My original plan was to study abroad in Spain for a summer. Since I was a double major, that was the only time my academic schedule would have allowed.
But life doesn’t always go with your original plans.
First, I met a girl in one of my Spanish literature courses who’d studied abroad in Spain for a year. She, along with my professor, told me that a summer wouldn’t be enough – that I’d need to spend at least a semester overseas.
Then, my professor encouraged me to study in Argentina or Chile instead, like she had. Argentina was less expensive, and, according to her, “They love Americans.”
Finally, I changed my major from K-12 Spanish education to modern languages and linguistics. And, conveniently, this major allowed me to study abroad for a semester.
Which, if you’ve read my life story, turned into five months in Argentina and Chile. Two years later, in the midst of the recession, I decided to volunteer for a year in Colombia, which turned into 3.5 years.
So, it’s not that I didn’t want to travel to Spain. I’d been dreaming and writing about it for years, even when my life revolved around South America for four of them.
But finally, on a day off during my last semester in Colombia, I flipped through my journals and read about how bored I’d become in the last year. I’d already completed the goals I’d set out to do. I needed a new mountain to climb. So I thought, enough is enough.
It’s time to go to Spain.
An opportunity presented itself to me, and I took it.
Nine years later, I’m finally in Segovia, Spain. I went with a friend for a weekend day trip.
It’s funny to think about the path I almost took. I imagined if I’d decided to study abroad in Segovia, Spain for a summer. Would I have found the courage to travel alone? Would I have continued to seek and create for myself a life abroad? Would I have made friends from all over the world, many of whom felt like family?

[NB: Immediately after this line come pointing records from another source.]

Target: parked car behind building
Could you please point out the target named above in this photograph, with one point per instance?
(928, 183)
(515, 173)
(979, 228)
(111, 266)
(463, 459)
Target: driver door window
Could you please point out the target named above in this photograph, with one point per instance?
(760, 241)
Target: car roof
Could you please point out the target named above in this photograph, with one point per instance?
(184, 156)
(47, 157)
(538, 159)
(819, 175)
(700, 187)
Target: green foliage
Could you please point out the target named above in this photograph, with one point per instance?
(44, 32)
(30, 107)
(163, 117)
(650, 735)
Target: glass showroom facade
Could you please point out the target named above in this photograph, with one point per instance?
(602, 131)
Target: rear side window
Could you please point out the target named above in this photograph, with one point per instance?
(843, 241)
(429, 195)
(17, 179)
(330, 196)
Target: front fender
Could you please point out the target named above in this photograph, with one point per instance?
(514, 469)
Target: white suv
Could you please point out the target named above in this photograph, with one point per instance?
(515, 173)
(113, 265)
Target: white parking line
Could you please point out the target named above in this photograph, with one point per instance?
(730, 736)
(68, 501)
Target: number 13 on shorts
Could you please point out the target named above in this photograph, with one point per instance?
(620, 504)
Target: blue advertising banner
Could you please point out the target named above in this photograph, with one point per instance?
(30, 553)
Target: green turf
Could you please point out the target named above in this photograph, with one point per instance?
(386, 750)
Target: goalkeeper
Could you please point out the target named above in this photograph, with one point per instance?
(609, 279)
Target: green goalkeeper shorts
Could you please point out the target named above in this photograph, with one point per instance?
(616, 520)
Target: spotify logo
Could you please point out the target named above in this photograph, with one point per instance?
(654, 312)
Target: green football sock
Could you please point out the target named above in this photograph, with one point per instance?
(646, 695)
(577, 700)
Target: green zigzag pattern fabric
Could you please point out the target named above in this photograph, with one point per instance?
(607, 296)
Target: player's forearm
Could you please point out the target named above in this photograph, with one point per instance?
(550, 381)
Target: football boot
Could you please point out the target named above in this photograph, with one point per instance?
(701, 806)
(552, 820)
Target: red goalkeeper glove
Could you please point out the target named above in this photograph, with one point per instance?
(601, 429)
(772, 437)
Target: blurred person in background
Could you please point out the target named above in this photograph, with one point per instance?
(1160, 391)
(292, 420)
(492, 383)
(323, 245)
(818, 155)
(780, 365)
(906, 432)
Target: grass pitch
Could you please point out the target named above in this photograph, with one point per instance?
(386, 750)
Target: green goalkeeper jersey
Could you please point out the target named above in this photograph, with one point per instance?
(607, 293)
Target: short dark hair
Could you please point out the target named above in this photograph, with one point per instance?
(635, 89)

Or would I have continued to live in Michigan, teaching high school, and yet wondering what else was out there? Wondering about the path that I have taken?
A few weeks ago, I was talking with a student about one of my favorite TEDx videos, which talks about finding your life purpose. He drew two vertical lines in his notebook, like a path, and drew small stars on the outside of the path.
“This is the path of people who get the typical job, house, kids…” And then, he pointed to bunch of stars outside the lines. “And then, these are the people who choose something different.”
“Which are you?” he asked, probably already knowing the answer.
If I’d studied abroad for a summer, I would have chosen the path between the lines. Because I chose something different, because I took a risk, I chose the life among the stars. It hasn’t been easy. There are times in which it’s absolutely terrifying. But at this point, I can’t imagine living any other way.
A few weeks later, I was talking with two people in a spiritual group I’ve recently joined. “You’re not meant for a stable life,” one of them told me. “You’re like a hurricane. You’re a batucada. Or a volcan tapada, with so much energy beneath the surface.”
“This is the life of a nomad,” the other concluded, after a pensive moment.
It took me 9 years to finally travel to Segovia, Spain. I was meant to be here all along. Except this time, I came here with several years of travel experiences under my belt and counting. It was always meant to happen – it just happened in a much different, a much better way than I could have ever expected.